Updated: May 14, 2022




'Harlem Square' first appeared in 1985, 21 years after Cooke’s untimely death at age 33— murdered, under murky circumstances, at a LA motel in December 1964. Just under two years prior, on January 12, 1963, Cooke had been at the top of his game, taking the stage at Miami’s Harlem Square Club to deliver a powerhouse 39-minute set that anticipated the harder-edged black R&B looming just around the decade’s corner, presaging the later work of artists like James Brown, Al Green, Curtis Mayfield, Marvin Gaye, and on and on.


In the studio, Cooke was a skillful pop crooner, voice pouring out onto the mic like melted caramel. But onstage in Miami, Cooke’s instrument is exquisitely ragged, like a guitar with just enough distortion piled on to make its amplification palatably masculine. The Cooke on Harlem Square is recognisable, but also simultaneously degraded and improved. It’s precisely this ramshackle quality—no doubt coupled with the highly audible sound of the Harlem Square Club’s rowdy all-black clientele—that likely caused Cooke’s label RCA-Victor to squirrel the recording away into its vaults for over two decades.


Harlem Square definitely gets an A+ for momentum. Each song rolls right into the next, with Cooke pouring his guts out over a loosely assembled continuing narrative of love, infidelity, heartbreak, and, eventually, bittersweet redemption. After quick MC intro, Cooke joins his band—guitarists Clifton White and Cornell Dupree, bassist Jimmy Lewis, drummer Albert “June” Gardner, pianist George Stubbs, and saxophonists King Curtis and Tate Houston—for the stellar midcentury get-pumped banger “Feel It (Don’t Fight It)”, acting as a rallying cry for the audience to cede their higher functions in the name of passion.



Next, Cooke drops the hammer with his 1960 hit “Chain Gang”, ably reproducing the song’s percussive grunting for the live audience. Taken literally these guttural vocal exertions are meant to conjure the sound of a jailbird’s pickaxe. But the “efforts”—to use some video game terminology—can, of course, be just as easily mistaken for a different kind of physical act. Like having sex, is what I’m getting at. This at a time when any reminder of a black man’s physical self was considered scandalous to an absurdly high percentage of white folk.

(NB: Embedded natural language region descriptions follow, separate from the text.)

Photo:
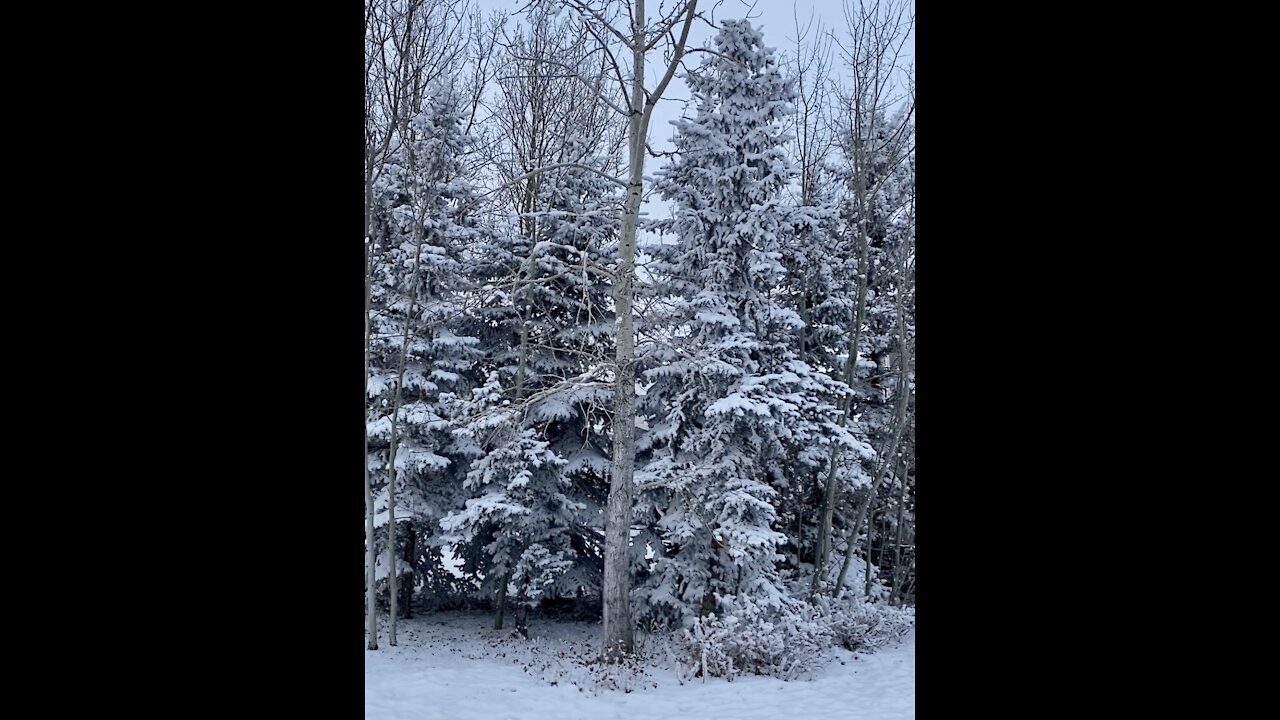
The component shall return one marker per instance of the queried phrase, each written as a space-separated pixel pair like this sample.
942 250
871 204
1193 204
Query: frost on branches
728 400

Cooke’s follows “Chain Gang” with yet another of his greatest hits, “Cupid”—made all the more charming by a near-miss false start that Cooke smoothly covers over with some impromptu stage banter. Later, he interjects “Oh, I like this song!” as if genuinely noticing how great the tune is for the very first time.


After “Cupid” Cooke slows things down for a medley of the ballads “It’s All Right” and “For Sentimental Reasons”, kicking off the one-two punch with a plea for all the men in the audience to forgive their lovers’ transgressions and to “not beat” on their women. Ah, the ‘60s! The studio version “Sentimental Reasons” is barely tolerable do-wop kitsch. Here though, the song comes to life, culminating in the first great sing-along of the record as Cooke corrals his rambunctious audience through the tune’s final chorus. After the medley’s brief slow-dance respite, things pick back up with Cooke’s 1962 Billboard Hot 100 hit “Twisting the Night Away.” Cooke then reaches way down into his guts for a searing “Bring It All Home to Me,” continues the set’s loose conceptual narrative.


Honestly, I’m not sure if this “concept album” framework is intentional or just something I’ve imposed on the record. Either way, it hangs together. But if so “Home” is inarguably the story’s climax, which makes “Nothing Can Change This Love” its emotional catharsis, Cooke and his band hanging on an elongated moment of suspense before exploding into the penultimate track’s warm embrace. It’s a moment of relief and release that puts a final, upbeat piece of punctuation at the end of our unnamed lovers’ rollercoaster romance.


Harlem Square concludes with “Having a Party”, a feel-good coda that acts as a little bit of an end-credits tune—Cooke once again getting the crowd involved to belt out the song’s refrain like secular gospel. It’s the perfect end to a complete, compact experience that in the moment functions as complete triumph.


The second great tragedy of Cooke’s career—other than his murder, which I guess would have to be #1—is the fact that it took so long for this amazing album to see the light of day. But here it is now, collar unbuttoned, sweat running down the length of its spine, holding out a hand for you to come dance with it.